Adapun hasil pembahasan tersebut atau mahmul-nya adalah salah satu dari hukum
lima, seperti “perbuatan ini wajib”. Kelima hukum tersebut yang dimaksud adalah
hukum taklifi berikut; Ijab (wajib), nadb (sunah), tahrim (haram), karahah
(makruh), dan ibahah (mubah).
Pernyataan yang diungkapkan oleh Syafi’i Karim tersebut mengisyaratkan bahwa
obyek dari pembahasan ilmu fiqih adalah semua ajaran-ajaran yang terdapat dalam
agama Islam. Hal ini sebagaimana pernyataan Fuad Ihsan, bahwa obyek material
adalah obyek yang dijadikan sasaran penyelidikan oleh suatu ilmu atau obyek yang
dipelajari oleh suatu ilmu.
Untuk lebih jelasnya dalam mengetahui obyek material ilmu fiqih adalah dengan
memahami hakekat ilmu fiqih sebagaimana telah dikemukakan oleh tokoh ilmu
fiqih di atas, bawa ilmu fiqih adalah ilmu yang menerangkan tentang aturan-aturan
agama yang berhubungan dengan segala perbuatan mukallaf. Maka, dari sini dapat
dipahami bahwa obyek material atau dari ilmu fiqih adalah ajaran-ajaran Islam
itu sendiri, yakni penjelasan-penjelasan syara’ itulah yang menjadi sasaran
pembahasan dari ilmu fiqih.
Dengan demikian, yang menjadi sasaran atau obyek dari ilmu fiqih adalah semua
ajaran-ajaran Islam yang juga dibahas atau menjadi obyek bahasan selain ilmu
fiqih. Karena obyek formal adalah obyek kajian dari disiplin ilmu tertentu yang
belum bisa dijadikan sebagai pembeda antara satu bidang atau disiplin ilmu dengan
ilmu yang lain.
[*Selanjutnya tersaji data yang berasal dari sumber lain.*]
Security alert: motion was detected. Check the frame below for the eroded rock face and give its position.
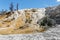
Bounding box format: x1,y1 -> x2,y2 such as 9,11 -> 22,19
0,8 -> 45,34
46,5 -> 60,24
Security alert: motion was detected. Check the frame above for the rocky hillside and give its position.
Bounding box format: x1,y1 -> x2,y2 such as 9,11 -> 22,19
0,5 -> 60,34
46,5 -> 60,24
0,8 -> 46,34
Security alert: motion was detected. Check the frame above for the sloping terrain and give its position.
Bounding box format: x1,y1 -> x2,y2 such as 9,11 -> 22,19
0,8 -> 45,34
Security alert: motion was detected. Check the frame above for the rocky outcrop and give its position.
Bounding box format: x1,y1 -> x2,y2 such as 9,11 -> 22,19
0,8 -> 45,34
46,5 -> 60,24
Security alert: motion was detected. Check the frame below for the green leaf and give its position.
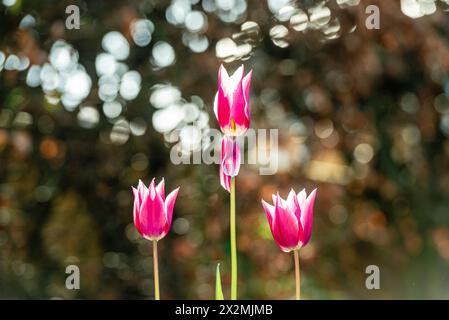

Misalnya seperti obyek material berupa “ajaran agama”.
Ajaran agama di samping menjadi obyek material dari ilmu fiqih ajaran agama
juga menjadi obyek kajian dari ilmu yang lain, misalnya ilmu tasawwuf dan ilmu
kalam. Adapun yang dapat membedakan antara satu disiplin ilmu dengan yang lain
adalah obyek formal dari masing- masing disiplin ilmu tersebut, karena obyek
formal dari tiap-tiap ilmu pasti tidak akan sama.

2. ObJek Formal
Objek formal adalah sudut pandang dari mana subyek menelaah obyek
materialnya. Setiap ilmu pasti memiliki obyek formal supaya dapat dibedakan
antara satu disiplin ilmu dengan disiplin ilmu yang lain.19 Setelah diketahui obyek
material dari ilmu fiqih adalah ajaran Islam, maka ajaran Islam dari aspek apanya
yang dikupas atau dibahas oleh ilmu fiqih itulah yang menjadi obyek formalnya.
Mengenai hal ini Imam Syafi’i sebagaimana dikutip oleh Asywadie Syukur
mengemukakan, ilmu fiqih adalah;
Dengan melihat penjelasan mengenai pengertian ilmu fiqih yang dikemukakan
oleh imam Syafi’i tersebut dapat dipahami bahwa ilmu fiqih merupakan ilmu yang
membahas tentang ajaran-ajaran agama yang berkaitan dengan perbuatan mukallaf.
Dengan demikian obyek formal ilmu fiqih yang merupakan aspek dari obyek
formal yang dikaji oleh subyek adalah ajaran-ajaran Islam yang berhubungan
dengan perbuatan mukallaf. Jadi, ajaran Islam yang tidak berkaitan dengan
perbuatan mukallaf tidak menjadi bahasan dari ilmu fiqih. Ajaran agama yang ada
hubungannya dengan perbuatan mukallaf inilah yang membedakan antara ilmu
fiqih dengan ilmu lainnya.
Melalui pembahasan mengenai fiqih dalam sudut pandang filsafat ilmu ini tampak
jelas bahwa fiqih adalah satu disiplin ilmu yang memiliki kebenaran sebagaimana
ilmu pengetahuan yang lain. Hal ini juga memberikan pembuktian bahwa fiqih
bukan hanya produk pemikiran semata, namun fiqih merupakan tatanan kehidupan
sekaligus ilmu pengetahuan yang dapat dibuktikan kebenarannya.
Sebagai salah satu disiplin ilmu yang memiliki kebenaran ilmiah, ilmu fiqih
memiliki bidang atau obyek bahasan, baik obyek material maupun obyek formal.
Obyek material adalah obyek yang dijadikan sasaran penyelidikan oleh suatu ilmu
atau obyek yang dipelajari oleh suatu ilmu tersebut.
Dengan bertolak dari hakikat ilmu fiqih, maka obyek material ilmu fiqih adalah
ajaran-ajaran Islam. Sedang obyek formal adalah sudut pandang dari mana sang
subyek menelaah obyek materialnya, yang dengan obyek formal tersebut ilmu fiqih
akan berbeda dengan ilmu yang lain. Jadi, obyek formal ilmu fiqih adalah semua
ajaran-ajaran agama Islam yang berhubungan dengan perbuatan orang mukallaf.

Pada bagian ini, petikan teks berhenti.